Current Weather in Kailua-Kona
Weather information is temporarily unavailable; please check back later
Generally speaking and from a visitor's point of view, the weather on the Big Island divides the island in half. The Hilo side (east side of the island) is much wetter than the Kona side (west side of the island). Most people associate Hilo with rain. In fact, Hilo is the wettest city in the United States (no, it's really not Seattle!). On average, the city receives about 130 inches (3302 mm) of rain per year. Most of the rain falls at night and early morning, and daytime showers are usually intense, but short-lived.
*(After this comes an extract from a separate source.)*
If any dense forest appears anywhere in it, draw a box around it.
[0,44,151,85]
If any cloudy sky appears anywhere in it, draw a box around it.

But the advantage of all the rain on the Big Island's east shore is that it's so green. Hilo can be described as one big natural greenhouse, with blooming flowers, waterfalls and tropical foliage everywhere. The green surroundings, dark lava rocks on the shore and deep blue ocean make for a picture-perfect sight (when the sun is shining). Kona, on the other hand, is so dry that there are no waterfalls or streams here and the scenery is rather barren and by far not as lush as the Hilo side.
However, since not all rain gets absorbed into the ground and also flows into the ocean, this so-called runoff makes the ocean look darker and murkier on the Hilo side. That's why the snorkeling and diving conditions on the Kona side of the island are far superior to the Hilo side. The Kona side also has more sandy beaches than the Hilo side, which has a predominantly rocky shoreline.
The Kona side of the Big Island is dry and sunny on most days of the year. That's why most hotels and resorts on the island are located here because visitors prefer sunshine. The Kohala area (located north of Kailua-Kona) is the driest area on the island, receiving just about 10 inches (254 mm) of rain per year. When it rains here, it usually rains in the late afternoons and evenings.
Even though the main difference between Hilo and Kona is the amount of rain, when it comes to the temperatures there isn't much difference. The year-round average temperature in both cities is around 74°F (23°C). It's cooler in Waimea (Kamuela), which is located at an elevation of about 2,670 feet (814 m). Here the average year-round temperature is around 70°F (21°C). The temperature in the town Volcano, which is at the entrance to the Hawaii Volcanoes National Park at about 3,800 feet (1,158 m), hovers around 60°F (15.5°C), while the summits of the Big Island's tallest mountains, Mauna Kea and Mauna Loa, are usually about 30°F cooler than the coastlines.
The Big Island's average ocean temperature is around 75°F (24°C) in February and 82°F (28°C) in September. The water can be a bit colder in areas where freshwater springs bubble up from the ocean bottom, such as for example at Carlsmith Beach Park or Ice Pond in Hilo.
Big Island of Hawaii climate
No other island in the state of Hawaii experiences such a variety in weather and climate zones as the Big Island. In fact, according to the widely used Köppen Climate Classification System, the Big Island has 10 of the 15 climate zones in the world, which is quite amazing. It is difficult to think about another place in the world of equal size that is home to that many different climates.
On the Big Island, you'll find everything, from tropical and desert, to monsoonal, periglacial and other climates. On no other Hawaiian island (and in only very few other places in the world) can you walk in snow in the morning on top of a tall mountain and in the afternoon go swimming in the ocean and sunbathe on a tropical beach. This is what makes the Big Island of Hawaii a truly unique place.
Current weather watches, warning and advisories for the Big Island
Volcanic smog (vog) on the Big Island
A common natural phenomenon on the Big Island is vog (volcanic smog). Since the island is home to Kilauea, an active volcano, the eruptions produce vog. Kilauea's Pu'u O'o vent spews out about 200 tons of sulfur dioxide and other toxic fumes each day. Thanks to the tradewinds a lot of these fumes are quickly blown out to sea. Areas around the Hawaii Volcanoes National Park and the Big Island's Kona Coast are the most affected by this vog.
Vog makes the air and sky look hazy and can cause problems for people who suffer from asthma or other breathing problems. For those people it is best to avoid vog-prone areas or to stay indoors when the vog is thick. Since the tradewinds generally blow from the northeast, the vog is thicker on the Kona side of the island.